C’è stata la piazza dei dipendenti capitolini, che al salario accessorio proprio non ci vogliono rinunciare. Quel salario nato con la funzione di premiare i più produttivi della macchina pubblica e che alla fine ha visto tutti più produttivi. I dipendenti del Comune hanno gridato allo scandalo di fronte alla decisione della giunta romana (che ha eseguito quanto richiesto dal MEF e dalla corte dei conti e il problema riguarda molti altri comuni) di ridare il senso originario all’ accessorietà e cioè che tale salario vada a chi produce di più, a chi svolge una prestazione accessoria per l’appunto (non sia mai che qualcuno possa lavorare davvero di più e meglio!) o a chi accetti mansioni aggiuntive, richieste in origine dalla legge, per ottenere questa parte di salario. Inoltre l’entrata del nuovo regime, stavolta con parametro meritorio, sarebbe dopo il 31 luglio.
Malevolmente bisogna immaginare che le proteste dei dipendenti comunali accolgano qualcuno, che si è adagiato sulle centinaia di euro in più per la cortese presenza? Forse qualcuno non è sicuro di produrre tanto da meritare quella paga in più? E di chi il giorno dello sciopero ha pensato di prendersi delle ferie e casualmente in tal modo ha salvato la paga intera della giornata, cosa pensare? E del sindacato che ha avallato tutto questo, dalla distribuzione indistinta fino alla difesa dell’ormai privilegio, quale credibilità pensare? E degli anticasta protestanti che si incarnano in casta?
Poi c’è stata la piazza di chi non pretende che i diritti accessori restino ordinari e a pioggia, ma di chi li ha optional, di chi li ha accessori e non di serie, anzi non li ha proprio. La manifestazione del gay pride ha visto una folla di 200mila persone che chiedeva pari diritti, folla di persone che stanno insieme, ma non li si vuole vedere, di coppie che non hanno alcun modo a disposizione per formalizzare la loro unione ed avere benefici da tale ufficialità, la folla delle coppie di fatto per forza.
Infine c’è stato lo sciopero flop della Rai -che l’11 giugno pare evitare di scendere in piazza- che ha sentito di non poter protestare contro i tagli di sedi come quella di Genova, per cui è adibito un grattacielo di 12 piani, ma “genovesemente” ne usa solo tre; come le indispensabili due sedi in Sardegna, specialmente per le sette persone impiegate in quella di Sassari, che in 1100 metri quadrati godranno sicuramente di molti spazi di autonomia.
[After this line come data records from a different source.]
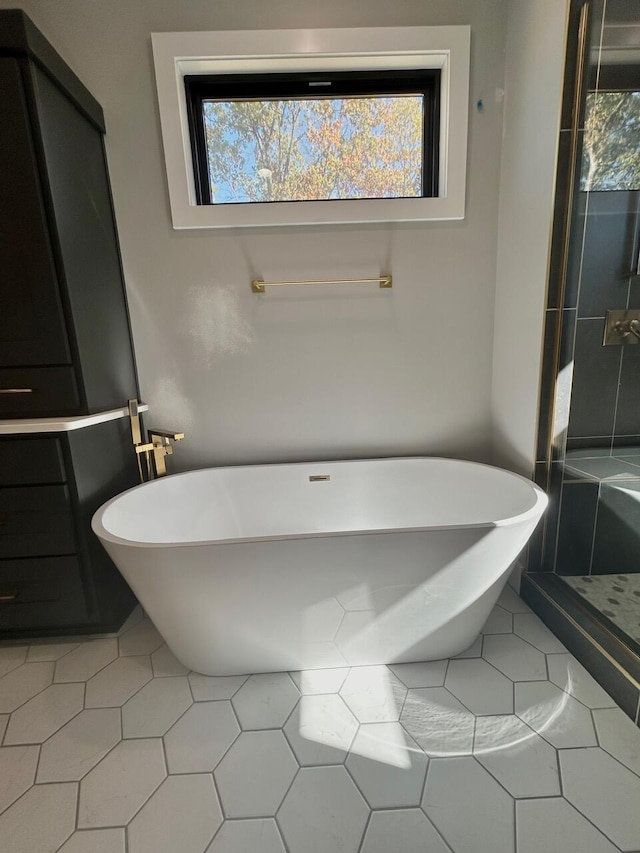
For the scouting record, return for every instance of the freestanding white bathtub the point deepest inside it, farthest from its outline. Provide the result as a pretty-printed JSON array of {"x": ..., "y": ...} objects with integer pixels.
[{"x": 265, "y": 568}]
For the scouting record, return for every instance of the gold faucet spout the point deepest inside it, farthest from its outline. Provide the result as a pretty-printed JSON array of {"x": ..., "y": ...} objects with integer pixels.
[{"x": 166, "y": 433}]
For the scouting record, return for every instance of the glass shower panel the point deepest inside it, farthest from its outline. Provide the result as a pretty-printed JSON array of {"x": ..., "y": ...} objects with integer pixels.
[{"x": 598, "y": 545}]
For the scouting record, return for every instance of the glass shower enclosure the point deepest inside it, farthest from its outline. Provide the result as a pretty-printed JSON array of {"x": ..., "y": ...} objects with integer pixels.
[{"x": 584, "y": 570}]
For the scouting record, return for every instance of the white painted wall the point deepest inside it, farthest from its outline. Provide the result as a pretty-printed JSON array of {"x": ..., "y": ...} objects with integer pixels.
[
  {"x": 293, "y": 377},
  {"x": 534, "y": 68}
]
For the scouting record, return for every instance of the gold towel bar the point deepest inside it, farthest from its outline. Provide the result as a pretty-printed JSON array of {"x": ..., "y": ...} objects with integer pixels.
[{"x": 258, "y": 285}]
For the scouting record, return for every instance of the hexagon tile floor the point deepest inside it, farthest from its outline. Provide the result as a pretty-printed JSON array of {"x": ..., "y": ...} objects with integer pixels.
[{"x": 110, "y": 746}]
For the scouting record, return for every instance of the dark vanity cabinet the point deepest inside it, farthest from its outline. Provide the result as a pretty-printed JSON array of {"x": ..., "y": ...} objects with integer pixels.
[{"x": 65, "y": 347}]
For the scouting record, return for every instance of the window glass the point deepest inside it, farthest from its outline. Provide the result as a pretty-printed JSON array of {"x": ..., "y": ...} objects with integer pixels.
[
  {"x": 303, "y": 149},
  {"x": 611, "y": 151}
]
E della sede Rai a Nairobi, si può riuscire a farne a meno? (tutto è dettagliatamente descritto da Matteo Pucciarelli su La Repubblica).
Intanto tagliare conviene per recuperare i 7milioni chiesti dall’arcidiocesi di Rio de Janeiro, per colpa della maglia numero 10 della nazionale fatta indossare al modello d’eccezione, il Cristo redentore, in uno spot giudicato troppo irrispettoso (del sacro o dei diritti di immagine?), anche se per ora la Rai ha tagliato solo i due gol dell’Italia contro il Fluminense per problemi tecnici, che ha visto lo sfogo tifoso, a suon di twitterate sotto #RaiDown.